This morning on my way to the office i decided to stop at the gas station to get some coffee.... as i am pulling into the parking space i see this woman w a haircut from the 80's the typical below the knee skirt and long sleeve shirt (is a 105 degrees over here in the shadow).... i immediatly knew she was a JW... she had the latest WT in her hands..... she skipped me and approached a group of young mexican laborers that were resting in the back of a truck... but... as soon as i walked out of the gas station... guess who was waiting for me??? the JW!!! she wanted to do a presentation.. i looked at her and w/o saying a word i started laughing so hard the guys in the truck started laughing as well... she just looked at me and STILL kept trying to push her literatrash!! i said "I am an apostate".... she looked like she had heard me say "i am the devil in the flesh" turned her back and started walking/running back to her car... i was still laughing!! =P i had to share this one!!
Saw some JWs this am! Couldn't stop laughing
funny... I love throwing that word out there when I just want a good laugh....
although I find it much more fun to lead them on w/ some story about how I was just praying someone would show me God after taking a hit off the crack pipe and then start speaking in tongues and violently convulsing... it's good to throw a beelzebub in there every once in a while too... then get up and say "thank the Lord God Jesus Christ Almight God you've saved me I'm born again."... thank them and walk away...

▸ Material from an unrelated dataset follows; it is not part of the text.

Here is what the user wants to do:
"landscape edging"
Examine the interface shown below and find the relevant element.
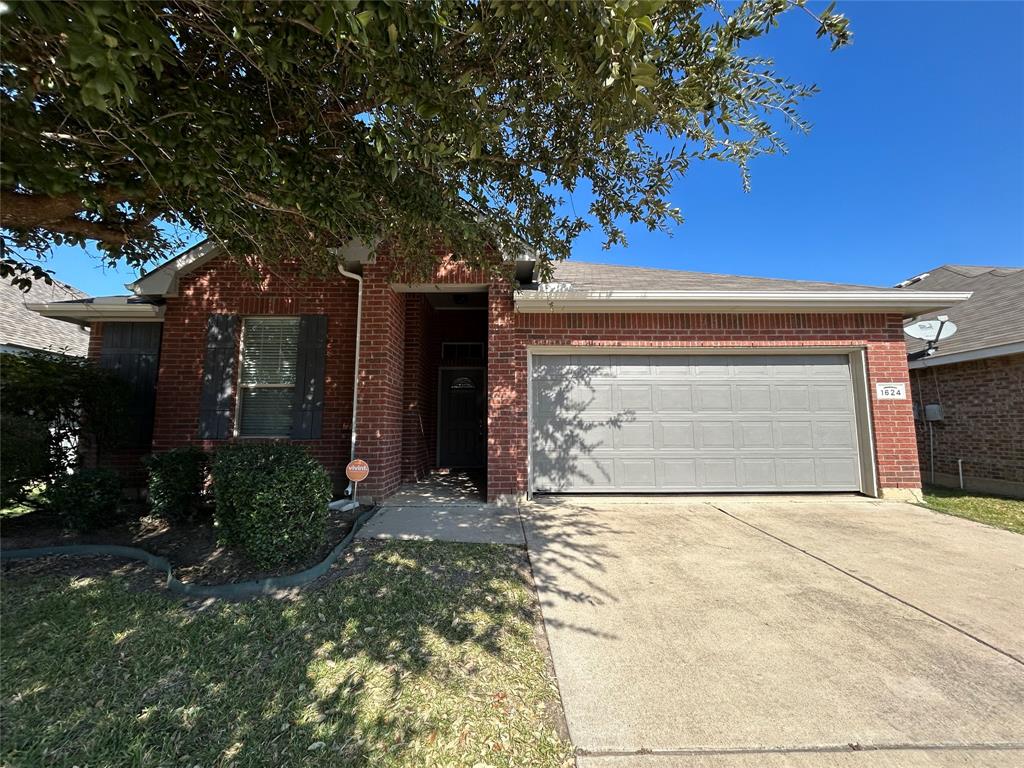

ok so truthfully I've only done this once... but oh my God their look of fear and confusion... classic...
wearewatchingyouman - what a funny sense of humor!
BTW did you know you have an olive in your belly button? That's what it looks like, anyway.
I don't understand. Did you start laughing at her, because of her clothes, for being a jw or for trying to make a presentation?
Maybe the hole situation was indeed very humorous -I can't tell, since I was not there. I hope she did not feel humiliated.
I have been telling my friends, when jws come to the door, smile a wicked little smile and say...i am an apostate. I have one or two friends who are now eagerly awaiting a knock the door.
It's soo funny how I used to fear that word. Now I wear it proudly.
freetosee, jw's love embarassing themselves.
blond-moment......I am going to tell all my friends that....think how great it would be if everyone knew those words. I AM AN APOSTATE
Wished I was there to see it! Hahahahaha
Two questions: Are you sure that's the belly-button? Are you sure that's an olive?
Now back to the thread: When I first left the organization in the 1980s, a group of non-JW university friends were talking with me about how to give the JWs the short-shrift. I told them, say to the JWs with a big smile:
"Hi, my name is Tom and you guys disfellowshipped me for conduct unbecoming a Christian. If you value your spiritual purity, leave right now...otherwise if you stay, you risk having your mind opened."
I never heard whether any of them ever used it, but everyone was in stitches as we role-played the lines.
"I am an apostate".... she looked like she had heard me say "i am the devil in the flesh" turned her back and started walking/running back to her car... i was still laughing''
Persecution....it's persecution I tell thee!
The washTowel is correct! There are such creatures as 'apostates'......THEY LIVE!!
Andy Warhol said everyone has 15 minutes fame..............yours is that you'll become an exaggerated 'experience' at the next A$$€m?£¥. She'll tell how she was attacked by a van full of 'apostates' shouted out 'JAAAAARRRRRR HOOOOOOOVERRRRRRRRR!' and you all melted like Christopher Lee at the end of the Dracula film.